The present study showed no correlations between serum TNFα concentrations and age, sex, or BMI. In a previous paper [49], it was documented that in obese patients a high plasma levels of TNFα emerged, thus indicating a relationships between this cytokine and BMI. This discrepancy might be related to few patients analyzed in the present paper, and all characterized by similar BMI. Essential PUFAs, consisting of both ω6 and ω3 FAs, exert a broad range of effects on the cardiovascular system including modulation of the inflammatory response [3], [50]. Evidence from both epidemiologic studies and clinical trials demonstrate substantial cardioprotective effects of α-linolenic acid [4], [5]. In contrast, several studies showed that an increase in circulatory linoleic acid is associated with reduced inflammation and, cardiovascular risk, as well as improved outcomes [7]. Cho & Park [18] showed that serum TNFα level has a positive correlation with serum palmitic acid level and a negative correlation with serum docosahexaenoic acid (DHA) level. Ristic-Medic et al. [17] also reported that in patients on hemodialysis, the serum levels of TNFα negatively correlate with linoleic acid, DHA, and dihomo-γ-linolenic acid (DGLA). In the present study, the serum TNFα level was not significantly correlated with the FA composition in serum. However, the serum TNFα level was negatively correlated with PUFAs, linolenic acid (C18:3ω3), linoleic acid (C18:2ω6), stearic acid (C18:0), lauric acid (C12:0), and behenic acid (C22:0) levels in EAT. Furthermore, in multiple regression analysis, the serum TNFα concentration showed a negative correlation with the epicardial C18:3ω3 level. Thus, it is likely that linoleinic acid (C18:3ω3) decreases CVD risk by reducing inflammation. However, the linolenic acid (C18:3ω3) concentration in EAT was not correlated with eGFR and BNP, although the serum TNFα concentration was correlated with eGFR and BNP. Thus, it remains unclear whether FA profiles in EAT affect the pathophysiological conditions in patients with CKD and CHF. Furthermore, in the present study, the linolenic acid (C18:3ω3) concentration in EAT was strongly correlated with several FA components including MUFAs, SFAs, ω6 FAs, and ω3 FAs. This suggests that various FAs in EAT may interact to achieve a balance that subsequently decreases serum TNFα concentration in patients with CVD.

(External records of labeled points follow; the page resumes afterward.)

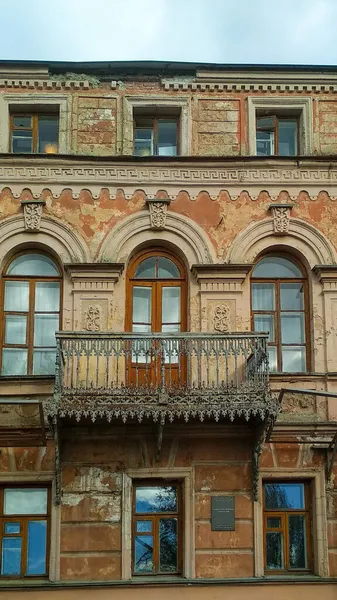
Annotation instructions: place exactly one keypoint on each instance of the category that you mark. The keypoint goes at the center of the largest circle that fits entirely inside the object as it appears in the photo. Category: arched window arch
(280, 307)
(30, 306)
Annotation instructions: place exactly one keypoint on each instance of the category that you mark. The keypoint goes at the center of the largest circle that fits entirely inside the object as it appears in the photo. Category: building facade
(168, 388)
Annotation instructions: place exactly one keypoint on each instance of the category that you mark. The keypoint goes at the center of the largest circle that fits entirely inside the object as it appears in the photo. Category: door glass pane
(141, 309)
(171, 305)
(297, 542)
(274, 550)
(156, 499)
(291, 296)
(17, 296)
(44, 361)
(44, 329)
(23, 501)
(284, 496)
(15, 330)
(292, 328)
(287, 138)
(265, 323)
(37, 547)
(263, 296)
(167, 269)
(168, 545)
(143, 554)
(14, 361)
(167, 137)
(11, 556)
(47, 296)
(293, 359)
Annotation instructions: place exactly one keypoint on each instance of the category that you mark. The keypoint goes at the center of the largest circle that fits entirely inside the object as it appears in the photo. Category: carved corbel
(32, 213)
(280, 214)
(158, 210)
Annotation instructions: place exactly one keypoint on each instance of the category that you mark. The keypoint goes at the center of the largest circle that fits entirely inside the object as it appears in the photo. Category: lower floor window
(157, 534)
(25, 516)
(287, 526)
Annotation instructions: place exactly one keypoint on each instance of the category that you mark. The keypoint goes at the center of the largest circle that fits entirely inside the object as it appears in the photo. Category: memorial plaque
(223, 513)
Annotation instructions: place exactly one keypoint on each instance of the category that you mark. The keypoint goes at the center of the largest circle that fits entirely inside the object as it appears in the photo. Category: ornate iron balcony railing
(159, 375)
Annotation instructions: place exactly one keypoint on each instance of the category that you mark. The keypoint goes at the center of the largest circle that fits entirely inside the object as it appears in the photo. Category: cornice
(233, 176)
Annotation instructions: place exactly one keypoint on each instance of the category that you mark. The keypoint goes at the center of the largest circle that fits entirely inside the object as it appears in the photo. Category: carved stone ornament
(221, 318)
(92, 318)
(281, 217)
(32, 213)
(158, 211)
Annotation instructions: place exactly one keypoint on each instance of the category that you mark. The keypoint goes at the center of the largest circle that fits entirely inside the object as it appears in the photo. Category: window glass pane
(11, 556)
(23, 501)
(273, 267)
(292, 328)
(297, 542)
(292, 296)
(33, 264)
(15, 329)
(12, 528)
(293, 359)
(44, 362)
(37, 548)
(144, 526)
(274, 550)
(284, 496)
(171, 305)
(264, 323)
(143, 554)
(22, 142)
(17, 296)
(168, 545)
(147, 268)
(47, 296)
(287, 138)
(48, 132)
(263, 296)
(14, 361)
(156, 499)
(167, 269)
(44, 329)
(141, 309)
(167, 138)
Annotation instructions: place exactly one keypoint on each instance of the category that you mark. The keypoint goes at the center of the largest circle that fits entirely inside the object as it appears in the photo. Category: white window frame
(282, 105)
(185, 476)
(34, 102)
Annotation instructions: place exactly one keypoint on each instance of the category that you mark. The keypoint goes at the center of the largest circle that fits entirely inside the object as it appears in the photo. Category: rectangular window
(287, 526)
(155, 136)
(276, 135)
(34, 133)
(157, 535)
(25, 524)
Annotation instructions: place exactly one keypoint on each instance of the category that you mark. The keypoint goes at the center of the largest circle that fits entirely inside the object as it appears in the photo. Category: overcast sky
(224, 31)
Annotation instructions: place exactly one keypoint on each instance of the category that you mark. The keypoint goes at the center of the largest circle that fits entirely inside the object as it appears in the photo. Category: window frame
(34, 129)
(179, 514)
(284, 515)
(277, 312)
(24, 519)
(29, 345)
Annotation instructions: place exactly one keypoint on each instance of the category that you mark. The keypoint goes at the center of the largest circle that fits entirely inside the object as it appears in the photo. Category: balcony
(162, 376)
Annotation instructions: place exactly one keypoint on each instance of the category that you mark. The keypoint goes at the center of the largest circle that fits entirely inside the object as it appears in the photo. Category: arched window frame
(277, 312)
(32, 280)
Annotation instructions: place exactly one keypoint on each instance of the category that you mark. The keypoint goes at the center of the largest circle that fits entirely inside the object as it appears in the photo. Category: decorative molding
(158, 210)
(281, 217)
(221, 318)
(32, 213)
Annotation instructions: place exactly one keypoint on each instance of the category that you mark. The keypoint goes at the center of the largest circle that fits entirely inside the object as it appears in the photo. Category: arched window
(279, 306)
(30, 315)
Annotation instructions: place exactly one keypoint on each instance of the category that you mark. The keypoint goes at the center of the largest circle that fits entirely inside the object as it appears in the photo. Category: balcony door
(156, 294)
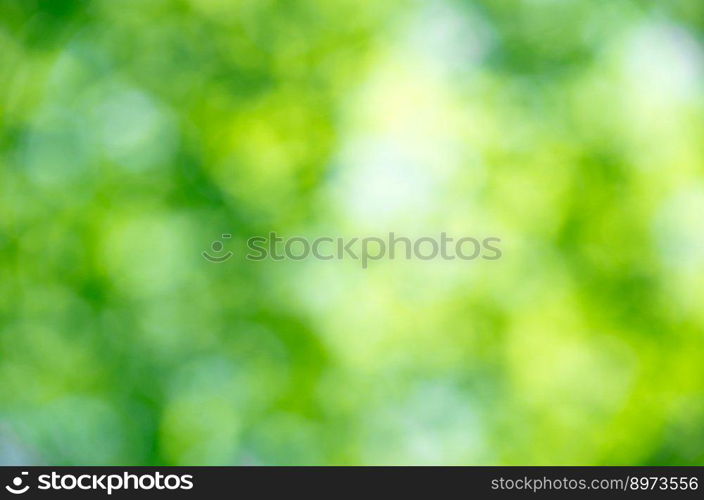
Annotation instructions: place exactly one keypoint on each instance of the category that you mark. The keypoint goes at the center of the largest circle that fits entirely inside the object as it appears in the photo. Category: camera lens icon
(217, 247)
(16, 488)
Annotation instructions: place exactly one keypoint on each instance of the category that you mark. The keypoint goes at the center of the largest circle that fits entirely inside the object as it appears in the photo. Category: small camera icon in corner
(217, 247)
(16, 487)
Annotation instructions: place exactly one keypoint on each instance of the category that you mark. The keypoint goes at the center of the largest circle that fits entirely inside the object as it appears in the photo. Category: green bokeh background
(133, 134)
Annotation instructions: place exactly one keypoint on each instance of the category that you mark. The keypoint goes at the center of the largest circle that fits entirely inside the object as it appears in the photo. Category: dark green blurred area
(133, 134)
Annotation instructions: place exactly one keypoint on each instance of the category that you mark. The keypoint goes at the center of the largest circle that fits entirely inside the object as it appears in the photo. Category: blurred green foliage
(133, 134)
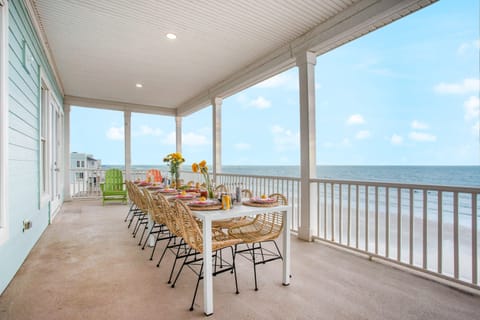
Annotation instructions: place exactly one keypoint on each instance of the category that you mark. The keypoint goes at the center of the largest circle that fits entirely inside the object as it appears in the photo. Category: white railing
(430, 228)
(85, 183)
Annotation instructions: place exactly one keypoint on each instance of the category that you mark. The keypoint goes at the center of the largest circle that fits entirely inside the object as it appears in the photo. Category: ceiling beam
(118, 105)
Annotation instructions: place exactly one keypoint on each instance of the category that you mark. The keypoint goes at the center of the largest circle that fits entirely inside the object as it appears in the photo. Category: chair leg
(234, 268)
(148, 235)
(154, 246)
(174, 263)
(181, 267)
(163, 253)
(254, 267)
(128, 213)
(196, 287)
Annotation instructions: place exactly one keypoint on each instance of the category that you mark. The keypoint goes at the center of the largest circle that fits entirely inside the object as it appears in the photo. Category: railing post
(178, 134)
(67, 195)
(306, 66)
(217, 135)
(128, 144)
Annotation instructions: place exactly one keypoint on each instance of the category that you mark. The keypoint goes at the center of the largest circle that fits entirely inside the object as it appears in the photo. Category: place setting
(262, 201)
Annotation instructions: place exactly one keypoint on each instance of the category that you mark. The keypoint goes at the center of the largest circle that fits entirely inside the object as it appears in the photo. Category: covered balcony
(360, 249)
(88, 266)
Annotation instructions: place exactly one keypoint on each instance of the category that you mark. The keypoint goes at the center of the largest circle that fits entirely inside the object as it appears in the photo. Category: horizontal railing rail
(430, 228)
(259, 185)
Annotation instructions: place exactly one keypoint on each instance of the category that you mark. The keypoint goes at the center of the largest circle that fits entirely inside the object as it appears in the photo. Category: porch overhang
(235, 50)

Some limitations of our study need consideration. The first weakness of the present study is a small number of patients in different setting of patients (i.e. CHF, CAD, and subjects undergoing valve repair/replacement) and the lacking control subjects. Therefore, additional studies in a larger number of patients are needed to clarify the relationship between epicardial FA profiles and serum adipokine in patients with CVD. Second, the local detailed analyses of adipokine mRNA and protein in EAT is required to clarify the relationship between EAT and the serum adipokine level. Finally, this study had a transversal design; thus, the findings shown here are hypothesis generating. It will be necessary to demonstrate that epicardial FA profiles and serum adiponectin/TNFα concentrations can be modulated by ingestion of certain FAs or by changing the content of serum FAs.

Conclusions

The serum adiponectin and TNFα level were not correlated with the concentration of any FAs in serum lipids. However, the serum adiponectin level showed a positive correlation with epicardial C24:1ω9 content after controlling for age and BMI (β = 0.575, P = 0.019), or TG, non-HDL-C, and BNP (β = 0.446, P = 0.024). The serum TNFα level showed a positive correlation with the epicardial C18:3ω3 level (β = − 0.575, P = 0.015). Thus, there is a close relationship between epicardial FA profiles and serum levels of adiponectin and TNFα. Dietary therapy that targets FA profiles may be helpful to modulate inflammation.

Funding source

This study was supported in part by JSPS KAKENHI Grant Number 16H03203 (to T.N.), and the Vehicle Racing Commemorative Foundation (No 518) (to T.N.).

Disclosures

The authors report no relationships that could be constructed as a conflict of interest.